In all things, charity. No argument. Charity is not proposed to us as an invitation or an ideal but given as a command—a divine command—and we’ll all have to answer to God for our failures therein. When charity becomes a weapon in polemics, however, our theology has jumped the rails. Sometimes controversialists lob the charity grenade at their opponents in order to preempt a hostile come-back; this is what I call the “olive branch in the eye” maneuver. But even apart from cynical and manipulative intentions, the appeal to charity is inapt when made by someone with no true stake in the dispute, and it sometimes calls to mind the sanctimonious indifference mentioned in St. James (2:15f) “If a brother or sister has nothing to wear and no food for the day, and you say, ‘Go in peace, keep warm, and eat well’ . . . what good is it?” . . .

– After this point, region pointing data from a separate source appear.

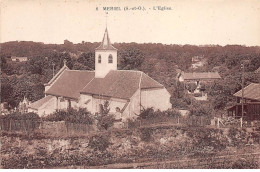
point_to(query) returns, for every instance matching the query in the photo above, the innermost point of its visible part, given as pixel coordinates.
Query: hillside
(157, 60)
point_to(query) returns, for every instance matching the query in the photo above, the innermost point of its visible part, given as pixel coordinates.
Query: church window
(99, 58)
(110, 59)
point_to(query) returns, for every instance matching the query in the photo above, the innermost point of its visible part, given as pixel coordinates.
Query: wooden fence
(183, 120)
(27, 125)
(46, 127)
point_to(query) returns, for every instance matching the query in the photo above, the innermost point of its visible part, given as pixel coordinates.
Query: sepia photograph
(130, 84)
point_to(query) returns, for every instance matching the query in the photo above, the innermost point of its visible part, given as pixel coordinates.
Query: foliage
(99, 143)
(191, 87)
(71, 115)
(243, 163)
(146, 134)
(21, 116)
(199, 109)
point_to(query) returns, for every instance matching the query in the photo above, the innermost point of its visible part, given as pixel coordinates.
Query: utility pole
(243, 83)
(53, 72)
(242, 103)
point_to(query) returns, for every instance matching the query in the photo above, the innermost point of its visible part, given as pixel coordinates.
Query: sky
(198, 22)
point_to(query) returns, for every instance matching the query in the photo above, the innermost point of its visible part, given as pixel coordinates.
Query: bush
(105, 120)
(99, 143)
(21, 116)
(146, 134)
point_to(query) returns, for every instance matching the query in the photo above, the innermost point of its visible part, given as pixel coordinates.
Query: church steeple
(105, 57)
(106, 44)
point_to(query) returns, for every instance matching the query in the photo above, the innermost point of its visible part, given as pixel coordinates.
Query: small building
(23, 105)
(19, 59)
(127, 91)
(251, 103)
(197, 81)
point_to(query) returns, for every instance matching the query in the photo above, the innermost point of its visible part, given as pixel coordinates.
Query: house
(197, 61)
(197, 77)
(19, 59)
(23, 105)
(251, 99)
(197, 80)
(127, 91)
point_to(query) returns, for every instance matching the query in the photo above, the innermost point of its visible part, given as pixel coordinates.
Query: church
(127, 91)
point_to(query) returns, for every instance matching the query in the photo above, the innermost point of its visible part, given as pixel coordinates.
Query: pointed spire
(65, 61)
(106, 44)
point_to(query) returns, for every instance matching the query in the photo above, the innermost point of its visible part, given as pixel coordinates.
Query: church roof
(70, 83)
(120, 84)
(36, 105)
(201, 75)
(106, 44)
(117, 84)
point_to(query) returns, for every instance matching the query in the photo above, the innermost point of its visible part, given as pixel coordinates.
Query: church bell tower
(105, 57)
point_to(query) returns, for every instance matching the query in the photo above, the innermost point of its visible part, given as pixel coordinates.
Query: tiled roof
(70, 83)
(106, 44)
(201, 75)
(39, 103)
(120, 84)
(251, 91)
(117, 83)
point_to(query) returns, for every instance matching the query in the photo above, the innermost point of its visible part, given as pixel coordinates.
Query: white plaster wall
(101, 69)
(156, 98)
(46, 109)
(134, 107)
(82, 102)
(112, 104)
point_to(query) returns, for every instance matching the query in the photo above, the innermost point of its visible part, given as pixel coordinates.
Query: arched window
(99, 58)
(110, 59)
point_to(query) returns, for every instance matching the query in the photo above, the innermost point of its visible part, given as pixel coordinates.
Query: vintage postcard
(148, 84)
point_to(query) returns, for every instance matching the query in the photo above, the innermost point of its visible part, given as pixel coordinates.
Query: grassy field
(149, 147)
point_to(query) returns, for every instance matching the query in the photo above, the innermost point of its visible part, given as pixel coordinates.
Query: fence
(65, 128)
(212, 162)
(46, 127)
(26, 125)
(183, 120)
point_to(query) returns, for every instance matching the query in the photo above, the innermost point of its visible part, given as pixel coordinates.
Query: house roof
(57, 75)
(120, 84)
(14, 57)
(70, 83)
(36, 105)
(252, 91)
(201, 75)
(106, 44)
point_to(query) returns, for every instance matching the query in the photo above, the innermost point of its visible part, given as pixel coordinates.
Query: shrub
(245, 164)
(22, 116)
(105, 122)
(146, 134)
(99, 143)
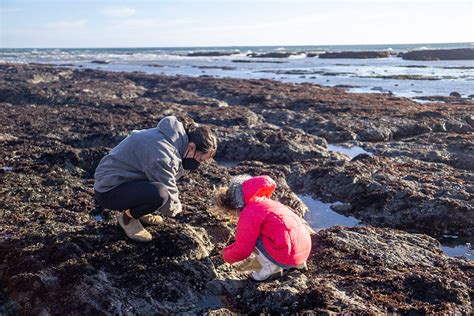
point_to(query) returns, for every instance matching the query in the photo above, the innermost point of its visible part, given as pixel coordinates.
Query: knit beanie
(235, 192)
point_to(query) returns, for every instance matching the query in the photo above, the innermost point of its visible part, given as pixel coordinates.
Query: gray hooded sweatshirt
(151, 154)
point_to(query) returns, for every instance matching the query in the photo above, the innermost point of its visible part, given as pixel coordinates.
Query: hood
(174, 133)
(261, 186)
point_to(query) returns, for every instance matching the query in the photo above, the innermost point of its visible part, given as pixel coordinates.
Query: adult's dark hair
(201, 136)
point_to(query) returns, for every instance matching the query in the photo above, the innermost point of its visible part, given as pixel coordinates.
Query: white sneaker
(268, 268)
(151, 219)
(134, 229)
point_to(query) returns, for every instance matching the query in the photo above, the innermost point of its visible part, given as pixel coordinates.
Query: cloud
(151, 22)
(66, 24)
(8, 10)
(118, 12)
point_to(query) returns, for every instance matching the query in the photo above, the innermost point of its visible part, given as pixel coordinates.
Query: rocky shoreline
(61, 254)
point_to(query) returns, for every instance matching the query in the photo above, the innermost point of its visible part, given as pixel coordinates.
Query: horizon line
(231, 46)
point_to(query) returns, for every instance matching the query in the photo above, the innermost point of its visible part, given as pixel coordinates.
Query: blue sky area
(149, 23)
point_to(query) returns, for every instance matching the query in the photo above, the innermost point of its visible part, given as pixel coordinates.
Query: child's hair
(223, 206)
(229, 199)
(223, 199)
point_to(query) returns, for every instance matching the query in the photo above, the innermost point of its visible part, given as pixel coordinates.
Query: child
(278, 234)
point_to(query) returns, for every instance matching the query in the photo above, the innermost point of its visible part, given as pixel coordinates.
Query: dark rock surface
(440, 54)
(61, 254)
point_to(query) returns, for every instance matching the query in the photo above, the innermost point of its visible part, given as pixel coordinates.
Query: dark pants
(141, 197)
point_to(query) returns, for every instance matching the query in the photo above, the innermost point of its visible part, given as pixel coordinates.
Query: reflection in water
(320, 215)
(349, 151)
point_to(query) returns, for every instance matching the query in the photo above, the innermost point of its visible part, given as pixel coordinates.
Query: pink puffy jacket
(282, 232)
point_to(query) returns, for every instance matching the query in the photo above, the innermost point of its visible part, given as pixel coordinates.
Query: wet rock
(269, 144)
(375, 135)
(408, 273)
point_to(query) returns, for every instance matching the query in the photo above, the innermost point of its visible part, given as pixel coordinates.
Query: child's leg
(268, 268)
(250, 264)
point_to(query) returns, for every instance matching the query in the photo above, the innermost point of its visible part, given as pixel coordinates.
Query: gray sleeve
(162, 171)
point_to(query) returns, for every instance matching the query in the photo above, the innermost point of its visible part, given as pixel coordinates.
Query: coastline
(59, 122)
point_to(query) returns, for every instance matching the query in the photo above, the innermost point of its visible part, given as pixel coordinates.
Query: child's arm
(248, 230)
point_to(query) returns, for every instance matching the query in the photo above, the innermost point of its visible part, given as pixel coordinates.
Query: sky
(180, 23)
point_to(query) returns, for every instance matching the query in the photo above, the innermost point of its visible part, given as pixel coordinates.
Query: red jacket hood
(261, 186)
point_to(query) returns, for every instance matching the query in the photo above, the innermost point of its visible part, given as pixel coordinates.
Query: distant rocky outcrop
(440, 54)
(361, 55)
(62, 254)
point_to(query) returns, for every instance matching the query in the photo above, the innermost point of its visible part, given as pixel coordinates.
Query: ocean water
(349, 151)
(359, 75)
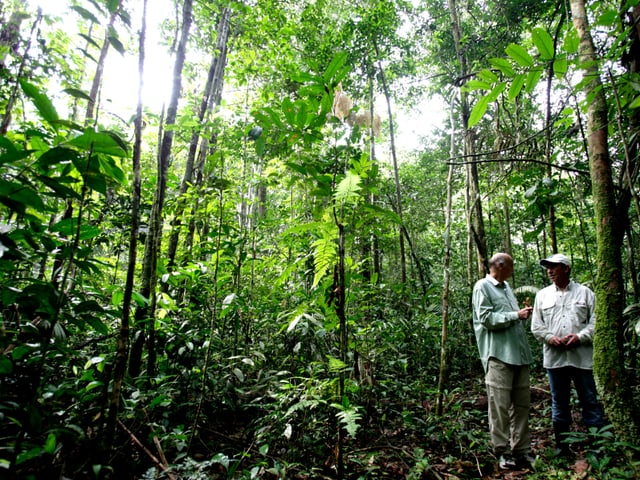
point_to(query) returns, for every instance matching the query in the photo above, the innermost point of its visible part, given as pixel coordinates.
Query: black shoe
(526, 460)
(507, 462)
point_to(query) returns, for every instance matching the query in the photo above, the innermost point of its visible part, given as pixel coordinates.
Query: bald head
(501, 266)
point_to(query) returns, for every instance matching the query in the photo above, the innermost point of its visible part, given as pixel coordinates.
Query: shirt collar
(495, 282)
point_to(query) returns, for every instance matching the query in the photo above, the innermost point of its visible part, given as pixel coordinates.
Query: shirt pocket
(581, 312)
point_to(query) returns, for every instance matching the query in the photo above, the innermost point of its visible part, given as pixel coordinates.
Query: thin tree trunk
(210, 97)
(474, 208)
(444, 348)
(552, 236)
(123, 337)
(609, 369)
(152, 244)
(97, 78)
(387, 96)
(10, 40)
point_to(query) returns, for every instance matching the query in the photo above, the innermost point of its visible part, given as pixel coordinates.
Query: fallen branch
(153, 458)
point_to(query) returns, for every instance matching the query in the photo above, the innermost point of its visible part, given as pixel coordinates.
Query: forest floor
(467, 454)
(405, 439)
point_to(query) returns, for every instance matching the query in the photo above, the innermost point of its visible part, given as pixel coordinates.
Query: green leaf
(324, 253)
(487, 75)
(77, 93)
(503, 65)
(560, 67)
(609, 18)
(571, 41)
(337, 63)
(6, 366)
(117, 44)
(533, 77)
(348, 416)
(348, 189)
(42, 103)
(98, 142)
(519, 55)
(477, 85)
(543, 42)
(86, 14)
(479, 110)
(497, 90)
(288, 108)
(516, 86)
(50, 444)
(635, 103)
(19, 197)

The gauge of authentic benevolence is not courtesy in the face of hostility, where the issue at stake is peripheral. We need to examine the case where the whole purpose and meaning of a man’s life is overthrown by the position espoused by his opponents, and especially where his opponents are on the brink of success. In such circumstances 16th century Christians took up pikes and battle-axes against their Christian adversaries—all sides with the enthusiastic blessing of their clergy. If today’s blogger forbears to take an axe to his opponent but indulges in unlovely sarcasm at his expense, we can admit that he fails in graciousness, but are we certain that he fails in charity?
I admit that, over the years, I have had a few interlocutors who, I thought, deserved a poke with a pike, but thus far I’ve always managed to settle for a poke with joke.